The invention relates to a method for correcting the frictional losses during the simulation of masses on stationary test stands or benches, as well as an apparatus for carrying out this method.
For carrying out stationary motor vehicle testing, primarily roller test benches are used as stationary test benches. In this context, the drive wheels of a motor vehicle are coupled with the rollers of the test bench with regard to rotational moments. Since the motor vehicles do not move on these test benches, the inertial forces resulting from the acceleration of the motor vehicles mass must be simulated by the test bench, if the mass inertial moment of the test bench does not correspond with that of the motor vehicle mass. In this context it is typical to simulate the difference of the inertial forces through a loading moment, which is, for example, generated by means of a direct current machine. The magnitude of the loading moment is regulated by a dynamic regulation loop or circuit dependent on the respective acceleration.
For example, in order to exactly determine the exhaust gas properties of a motor vehicle determined on such test benches, the automobile industry and the environmental agencies place high demands on the measuring accuracy of such roller test benches. Therefore, the above mentioned loading moment may not be falsified by measuring errors relating to or arising from the test bench. Thus, previously, a great focus of attention has been placed on the selection and the positioning of the test bench bearings, so that the measuring result will not be falsified by bearing friction, to the extent possible. For this reason, it has been a known practice to select bearings having friction values that are as small as possible and are reproducible, which are then taken into account in the measuring result. Thus, it is also a known practice to record a velocity dependent loss characteristic function of the test bench in known time intervals, and to calculate these losses into the rated or nominal values of the load. Thereby, it was possible to achieve and maintain the test bench related measuring errors of  less than xc2x10.1% of the force nominal value, as required by the U.S. Environmental Protection Agency (EPA).
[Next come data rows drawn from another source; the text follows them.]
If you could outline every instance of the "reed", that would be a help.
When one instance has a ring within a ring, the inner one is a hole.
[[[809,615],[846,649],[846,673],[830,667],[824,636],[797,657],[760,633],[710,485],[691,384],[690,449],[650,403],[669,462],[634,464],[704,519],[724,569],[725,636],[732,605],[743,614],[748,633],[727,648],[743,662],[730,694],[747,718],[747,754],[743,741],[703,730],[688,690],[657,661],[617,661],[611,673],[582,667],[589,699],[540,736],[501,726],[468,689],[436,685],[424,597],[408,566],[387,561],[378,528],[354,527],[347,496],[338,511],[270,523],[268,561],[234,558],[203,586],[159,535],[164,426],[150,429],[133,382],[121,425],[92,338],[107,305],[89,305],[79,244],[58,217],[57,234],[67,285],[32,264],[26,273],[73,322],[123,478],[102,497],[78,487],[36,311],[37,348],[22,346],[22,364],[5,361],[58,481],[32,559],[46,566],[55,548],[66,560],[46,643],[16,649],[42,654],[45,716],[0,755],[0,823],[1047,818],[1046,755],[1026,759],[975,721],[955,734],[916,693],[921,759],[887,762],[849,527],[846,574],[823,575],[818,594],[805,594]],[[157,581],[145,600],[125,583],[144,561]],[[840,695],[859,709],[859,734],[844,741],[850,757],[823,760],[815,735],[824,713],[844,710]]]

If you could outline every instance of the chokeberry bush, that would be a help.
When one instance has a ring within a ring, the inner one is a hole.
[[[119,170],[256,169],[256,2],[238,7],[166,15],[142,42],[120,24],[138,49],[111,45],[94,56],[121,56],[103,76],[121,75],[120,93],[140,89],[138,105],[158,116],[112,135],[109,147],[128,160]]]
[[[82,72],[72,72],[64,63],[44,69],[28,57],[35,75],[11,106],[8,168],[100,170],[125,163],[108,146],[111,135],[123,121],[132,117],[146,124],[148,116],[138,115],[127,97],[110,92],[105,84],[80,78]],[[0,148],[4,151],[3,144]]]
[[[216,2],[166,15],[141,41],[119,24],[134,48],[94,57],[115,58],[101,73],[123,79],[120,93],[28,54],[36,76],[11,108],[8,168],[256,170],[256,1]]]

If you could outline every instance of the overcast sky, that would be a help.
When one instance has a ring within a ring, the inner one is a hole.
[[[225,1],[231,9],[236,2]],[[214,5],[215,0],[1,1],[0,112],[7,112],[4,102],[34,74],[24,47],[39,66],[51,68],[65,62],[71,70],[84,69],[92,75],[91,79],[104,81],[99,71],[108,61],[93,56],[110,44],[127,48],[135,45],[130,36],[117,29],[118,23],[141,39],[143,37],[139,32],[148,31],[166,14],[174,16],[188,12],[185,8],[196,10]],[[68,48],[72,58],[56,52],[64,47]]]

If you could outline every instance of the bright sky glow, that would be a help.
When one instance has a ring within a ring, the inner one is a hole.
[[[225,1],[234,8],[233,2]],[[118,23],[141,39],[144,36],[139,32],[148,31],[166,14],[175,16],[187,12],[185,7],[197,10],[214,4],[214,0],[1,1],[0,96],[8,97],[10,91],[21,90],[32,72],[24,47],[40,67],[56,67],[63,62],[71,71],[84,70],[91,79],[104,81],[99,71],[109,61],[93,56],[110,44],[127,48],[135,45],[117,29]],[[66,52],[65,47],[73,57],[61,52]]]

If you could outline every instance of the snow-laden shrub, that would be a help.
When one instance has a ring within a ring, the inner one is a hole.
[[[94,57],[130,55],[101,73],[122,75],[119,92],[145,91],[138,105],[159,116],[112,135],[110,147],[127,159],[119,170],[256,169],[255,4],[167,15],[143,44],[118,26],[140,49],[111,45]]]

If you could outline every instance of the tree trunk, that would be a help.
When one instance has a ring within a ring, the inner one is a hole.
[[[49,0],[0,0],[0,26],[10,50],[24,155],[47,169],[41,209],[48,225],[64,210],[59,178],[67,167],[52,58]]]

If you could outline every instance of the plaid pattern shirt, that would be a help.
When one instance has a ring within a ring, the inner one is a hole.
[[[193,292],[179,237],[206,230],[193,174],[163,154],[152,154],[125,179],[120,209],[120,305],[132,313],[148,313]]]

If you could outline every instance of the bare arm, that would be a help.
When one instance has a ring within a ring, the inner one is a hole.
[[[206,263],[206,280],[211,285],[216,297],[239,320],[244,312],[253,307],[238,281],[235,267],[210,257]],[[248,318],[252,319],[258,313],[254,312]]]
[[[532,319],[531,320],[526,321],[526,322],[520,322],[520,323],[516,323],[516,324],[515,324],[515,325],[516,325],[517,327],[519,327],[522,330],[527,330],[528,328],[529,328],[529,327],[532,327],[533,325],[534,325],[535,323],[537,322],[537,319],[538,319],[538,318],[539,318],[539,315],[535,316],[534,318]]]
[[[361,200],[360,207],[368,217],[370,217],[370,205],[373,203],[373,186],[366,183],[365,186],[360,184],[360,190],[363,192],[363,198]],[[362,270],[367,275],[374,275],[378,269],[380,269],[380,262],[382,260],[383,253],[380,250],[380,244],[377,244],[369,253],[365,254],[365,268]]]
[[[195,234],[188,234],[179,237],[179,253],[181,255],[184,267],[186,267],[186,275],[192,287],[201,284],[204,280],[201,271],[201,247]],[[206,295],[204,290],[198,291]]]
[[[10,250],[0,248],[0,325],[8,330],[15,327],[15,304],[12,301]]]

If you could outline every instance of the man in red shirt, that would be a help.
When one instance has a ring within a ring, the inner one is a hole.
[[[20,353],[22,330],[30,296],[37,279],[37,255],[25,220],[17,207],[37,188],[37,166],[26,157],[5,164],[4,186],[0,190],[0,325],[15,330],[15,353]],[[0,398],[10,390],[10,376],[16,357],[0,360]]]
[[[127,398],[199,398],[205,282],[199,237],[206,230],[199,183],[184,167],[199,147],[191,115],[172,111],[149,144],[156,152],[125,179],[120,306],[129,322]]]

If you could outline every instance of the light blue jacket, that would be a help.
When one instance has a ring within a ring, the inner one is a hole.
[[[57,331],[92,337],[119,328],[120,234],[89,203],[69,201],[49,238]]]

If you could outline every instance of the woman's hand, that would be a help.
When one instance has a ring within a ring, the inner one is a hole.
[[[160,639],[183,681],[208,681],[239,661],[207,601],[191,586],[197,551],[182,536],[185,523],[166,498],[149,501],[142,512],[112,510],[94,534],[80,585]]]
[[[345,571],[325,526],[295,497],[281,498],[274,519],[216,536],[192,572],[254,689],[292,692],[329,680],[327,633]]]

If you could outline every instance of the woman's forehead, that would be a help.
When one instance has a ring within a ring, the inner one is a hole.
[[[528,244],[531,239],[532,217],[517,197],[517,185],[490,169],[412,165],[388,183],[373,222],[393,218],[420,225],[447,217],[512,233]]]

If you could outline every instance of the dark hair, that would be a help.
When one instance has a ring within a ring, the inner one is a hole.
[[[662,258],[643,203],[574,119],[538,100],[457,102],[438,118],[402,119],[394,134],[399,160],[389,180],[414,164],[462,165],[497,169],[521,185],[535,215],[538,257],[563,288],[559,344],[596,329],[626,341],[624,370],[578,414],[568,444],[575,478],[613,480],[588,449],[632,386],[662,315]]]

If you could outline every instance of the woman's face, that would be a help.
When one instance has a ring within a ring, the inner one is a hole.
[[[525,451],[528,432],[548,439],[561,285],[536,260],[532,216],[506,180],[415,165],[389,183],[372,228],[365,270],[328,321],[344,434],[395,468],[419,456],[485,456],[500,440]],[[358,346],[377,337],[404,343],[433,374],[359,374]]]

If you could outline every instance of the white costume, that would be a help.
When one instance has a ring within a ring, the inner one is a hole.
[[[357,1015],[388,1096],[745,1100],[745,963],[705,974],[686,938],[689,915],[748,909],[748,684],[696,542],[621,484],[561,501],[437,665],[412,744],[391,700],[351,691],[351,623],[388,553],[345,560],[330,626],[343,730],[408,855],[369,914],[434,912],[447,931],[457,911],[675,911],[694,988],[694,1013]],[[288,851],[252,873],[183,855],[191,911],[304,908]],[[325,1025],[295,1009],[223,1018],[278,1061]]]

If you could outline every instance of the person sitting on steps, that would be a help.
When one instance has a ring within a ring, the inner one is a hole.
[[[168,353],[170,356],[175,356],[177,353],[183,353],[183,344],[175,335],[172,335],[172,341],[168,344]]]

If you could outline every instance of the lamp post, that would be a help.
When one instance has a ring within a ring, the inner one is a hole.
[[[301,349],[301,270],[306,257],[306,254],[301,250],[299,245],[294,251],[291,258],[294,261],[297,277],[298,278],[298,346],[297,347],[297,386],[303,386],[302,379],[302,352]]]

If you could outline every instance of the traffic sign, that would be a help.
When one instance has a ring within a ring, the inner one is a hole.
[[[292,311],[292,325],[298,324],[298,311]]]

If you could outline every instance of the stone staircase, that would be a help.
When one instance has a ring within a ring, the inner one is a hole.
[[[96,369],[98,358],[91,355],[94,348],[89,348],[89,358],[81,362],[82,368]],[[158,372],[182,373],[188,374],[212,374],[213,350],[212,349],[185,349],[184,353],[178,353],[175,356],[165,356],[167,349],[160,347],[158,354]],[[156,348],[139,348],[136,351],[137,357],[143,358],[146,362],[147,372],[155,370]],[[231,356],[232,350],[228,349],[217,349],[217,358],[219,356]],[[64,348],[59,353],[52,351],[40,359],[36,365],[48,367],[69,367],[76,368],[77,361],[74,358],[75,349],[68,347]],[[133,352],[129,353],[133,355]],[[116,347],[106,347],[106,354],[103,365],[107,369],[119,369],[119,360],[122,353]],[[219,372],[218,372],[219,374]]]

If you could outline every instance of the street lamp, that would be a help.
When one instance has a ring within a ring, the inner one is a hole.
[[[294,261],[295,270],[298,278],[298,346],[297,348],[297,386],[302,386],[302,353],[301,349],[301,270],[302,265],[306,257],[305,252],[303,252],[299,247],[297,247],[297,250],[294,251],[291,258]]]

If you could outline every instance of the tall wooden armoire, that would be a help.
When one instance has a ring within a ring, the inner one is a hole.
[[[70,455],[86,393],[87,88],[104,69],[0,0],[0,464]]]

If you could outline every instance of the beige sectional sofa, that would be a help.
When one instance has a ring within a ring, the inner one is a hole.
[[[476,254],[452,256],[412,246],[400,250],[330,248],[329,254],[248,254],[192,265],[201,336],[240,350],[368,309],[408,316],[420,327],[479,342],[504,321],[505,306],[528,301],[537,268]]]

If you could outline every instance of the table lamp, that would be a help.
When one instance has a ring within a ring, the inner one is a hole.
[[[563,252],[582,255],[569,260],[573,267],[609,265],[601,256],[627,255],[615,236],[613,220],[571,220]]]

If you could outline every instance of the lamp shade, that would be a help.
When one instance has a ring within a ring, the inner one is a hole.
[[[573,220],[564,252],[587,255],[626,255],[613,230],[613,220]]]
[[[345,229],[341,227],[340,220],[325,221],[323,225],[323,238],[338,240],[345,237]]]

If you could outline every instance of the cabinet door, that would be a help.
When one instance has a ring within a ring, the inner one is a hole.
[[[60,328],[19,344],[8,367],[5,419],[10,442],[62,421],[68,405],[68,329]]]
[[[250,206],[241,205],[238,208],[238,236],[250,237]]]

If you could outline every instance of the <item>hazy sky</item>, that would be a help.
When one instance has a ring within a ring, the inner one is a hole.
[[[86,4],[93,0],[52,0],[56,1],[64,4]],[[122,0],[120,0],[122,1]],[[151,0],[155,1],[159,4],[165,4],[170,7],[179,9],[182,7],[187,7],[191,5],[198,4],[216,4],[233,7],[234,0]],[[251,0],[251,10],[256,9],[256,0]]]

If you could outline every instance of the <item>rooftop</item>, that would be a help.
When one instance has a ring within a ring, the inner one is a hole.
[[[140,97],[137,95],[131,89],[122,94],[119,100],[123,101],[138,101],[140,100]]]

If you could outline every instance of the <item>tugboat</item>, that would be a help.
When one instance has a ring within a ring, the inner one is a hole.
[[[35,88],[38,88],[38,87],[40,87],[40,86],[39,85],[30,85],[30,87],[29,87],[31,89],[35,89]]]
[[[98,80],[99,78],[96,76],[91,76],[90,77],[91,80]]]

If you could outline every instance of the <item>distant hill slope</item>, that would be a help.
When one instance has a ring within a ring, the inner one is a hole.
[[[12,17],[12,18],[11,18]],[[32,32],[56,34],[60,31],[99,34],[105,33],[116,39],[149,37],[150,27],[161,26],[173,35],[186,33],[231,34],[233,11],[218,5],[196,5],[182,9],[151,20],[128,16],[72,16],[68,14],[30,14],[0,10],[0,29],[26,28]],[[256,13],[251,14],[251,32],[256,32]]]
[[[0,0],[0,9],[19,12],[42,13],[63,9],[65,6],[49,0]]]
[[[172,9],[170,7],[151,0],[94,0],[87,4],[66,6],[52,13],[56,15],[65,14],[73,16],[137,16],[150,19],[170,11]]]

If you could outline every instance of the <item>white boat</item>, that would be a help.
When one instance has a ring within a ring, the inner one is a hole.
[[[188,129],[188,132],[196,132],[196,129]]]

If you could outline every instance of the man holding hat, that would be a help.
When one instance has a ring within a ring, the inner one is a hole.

Nonetheless, these high measuring accuracies can only be maintained if the test bench losses do not vary after recording or taking up the loss characteristic function, or if a new loss characteristic function is taken up or recorded after each variation and is then also taken into account in the simulation. Therefore, such calibrations have been renewed or repeated at certain known time intervals, or upon a change of corresponding influence factors, in order to sufficiently take into account longer term variations of the influence factors. In order to detect all variations over time to the extent possible, the loss characteristic function would basically have to be carried out before each new testing process, which is not practical due to the great effect and expense. Even with such efforts, the changes that arise during the time progression of the test process would still not be detectable, and would then falsify the measuring result.
It is therefore the object of the invention to provide a method and an apparatus that will take into account as many test stand losses as possible, and especially losses related to a series of time varying changes arising during the testing operation.
The above object has been achieved according to the invention in a method for taking into account frictional losses of a stationary test stand in a simulation of masses on the stationary test stand, in which velocity dependent frictional losses for taring the test stand are determined with the aid of a loss power recording dependent on the velocity at which the test stand is operating. The inventive improvement comprises determining at least one of air frictional losses of the test stand and load dependent bearing frictional losses of the test stand with the aid of the loss power recording together with at least one of an actual existing air characteristic value and an actual existing bearing loading, and correcting a loading moment developed by the test stand on the basis of the air frictional losses or the load dependent bearing frictional losses.
The above object has further been achieved according to the invention in a method of operating a stationary test stand including rotating test stand components for testing a running operation of a motor vehicle on the test stand, comprising a preliminary step of determining a friction loss function that defines a total friction loss of the rotating test stand components, wherein the friction loss function includes at least one of a mechanical friction loss term that is dependent on an operating velocity of the rotating test stand components and a load weight applied to bearings of the rotating test stand components, and an aerodynamic friction loss term that is dependent on the operating velocity and on at least one ambient air characteristic parameter of ambient air surrounding the rotating test stand components, wherein the preliminary step of determining the friction loss function comprises carrying out a calibration run of operating the rotating test stand components at plural velocities, and for each respective velocity of the plural velocities determining and recording a value of the total friction loss of the rotating test stand components at the respective velocity, and recording at least one of the load weight applied to the bearings and the at least one ambient air characteristic parameter pertaining during the calibration run.
The inventive method then further involves testing a motor vehicle on the test stand by positioning the motor vehicle on the test stand by positioning the motor vehicle in drive-transmitting engagement with the test stand components, rotating the test stand components at an operating velocity, measuring or specifying at least one of an operating value of the load weight applied to the bearings based on a weight of the motor vehicle and an operating value of the ambient air characteristic parameter, determining an operating value of the total friction loss of the rotating test stand components by evaluating the friction loss function in connection with at least one of the operating values of the load weight and the operating value of the ambient air characteristic parameter, and exerting a loading moment on the rotating test stand components while correcting the loading moment to compensate for the operating value of the total friction loss of the rotating test stand components.
Also, the invention achieves the above object in a stationary test stand for simulating masses, including an apparatus for taking into account frictional losses on the test stand, comprising a correction circuit that has inputs for at least one actual existing air characteristic value and/or an actual existing bearing loading value, and that calculates a respective air frictional loss of the test stand and/or a respective load dependent frictional loss of the test stand, from the at least one actual existing air characteristic value and/or the actual existing bearing loading value, and that corrects a developed loading moment on the basis of the air frictional loss and/or the load dependent frictional loss.